This is an excerpt from Sport Finance-3rd Edition.
As highlighted in chapter 3, a business needs to plan for various expenses. Expenses can include office supplies, raw inventory, facility costs (from mortgages to electrical bills), corporate perks such as season tickets, and an endless number of other expenses. Given the complexity within some organizations, categorizing every dollar spent by a business is difficult because some expenses are grouped into a generic category called general expenses instead of being recorded separately. General expenses for a sport-related business can be highly diverse, as seen in the next Concepts Into Practice example using Speedway Motorsports.

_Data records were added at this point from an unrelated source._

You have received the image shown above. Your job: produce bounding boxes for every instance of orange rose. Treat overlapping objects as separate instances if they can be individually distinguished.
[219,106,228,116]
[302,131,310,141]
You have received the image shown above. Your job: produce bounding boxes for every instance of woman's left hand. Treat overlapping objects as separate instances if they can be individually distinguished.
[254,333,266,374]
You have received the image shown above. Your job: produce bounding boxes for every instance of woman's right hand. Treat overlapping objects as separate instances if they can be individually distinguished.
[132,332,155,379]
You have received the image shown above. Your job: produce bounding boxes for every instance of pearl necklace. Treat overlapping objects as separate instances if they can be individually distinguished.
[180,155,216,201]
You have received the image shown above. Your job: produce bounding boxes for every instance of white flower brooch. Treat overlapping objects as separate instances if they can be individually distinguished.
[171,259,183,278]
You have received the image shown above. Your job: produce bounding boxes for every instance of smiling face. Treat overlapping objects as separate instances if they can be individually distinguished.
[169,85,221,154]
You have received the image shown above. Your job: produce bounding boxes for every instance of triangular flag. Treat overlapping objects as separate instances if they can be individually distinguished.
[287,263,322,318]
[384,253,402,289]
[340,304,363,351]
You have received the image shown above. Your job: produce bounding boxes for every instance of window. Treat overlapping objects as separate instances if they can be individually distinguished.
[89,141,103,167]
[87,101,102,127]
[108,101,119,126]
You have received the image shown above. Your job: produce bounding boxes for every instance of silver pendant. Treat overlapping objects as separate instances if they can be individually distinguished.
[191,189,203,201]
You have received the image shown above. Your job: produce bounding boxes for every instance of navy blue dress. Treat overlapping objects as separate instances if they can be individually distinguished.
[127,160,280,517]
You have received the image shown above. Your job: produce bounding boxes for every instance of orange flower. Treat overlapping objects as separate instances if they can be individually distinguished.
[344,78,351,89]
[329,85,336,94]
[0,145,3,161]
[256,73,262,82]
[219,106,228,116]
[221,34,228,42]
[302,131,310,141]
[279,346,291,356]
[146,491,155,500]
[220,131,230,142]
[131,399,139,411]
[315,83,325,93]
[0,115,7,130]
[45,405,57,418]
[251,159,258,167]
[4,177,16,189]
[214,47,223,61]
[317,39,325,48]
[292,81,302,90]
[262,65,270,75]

One question often raised relates to ticket prices and player salaries. For example, what effect did the Los Angeles Angels’ 2011 signing of free agent Albert Pujols have on ticket prices? Player salaries are a fixed expense—at the start of the season, the team knows what its total salary obligation will be except for possible bonuses and reductions in salaries if players are injured, cut, or traded. Furthermore, the team can then predict other expenses based on their level of salary expense. Similarly, the team can determine the potential revenue from broadcast rights, luxury seating, and sponsorship income. Considering these potential income areas, the team can examine how much it might need to charge ticket holders to ensure that it can cover its costs. Thus, expenses have a direct effect on prices of various items, from tickets to concessions.
We all know basic costs such as the price of going to McDonald’s and spending $5 for a meal. When you do this, the cost to you is $5. If you earn $10 per hour, you can calculate your cost as 50% of your hourly wage. On the basis of an eight-hour day, you could calculate your $5 meal as 6.25% of your daily wage. Cost analysis is similar for a sport business.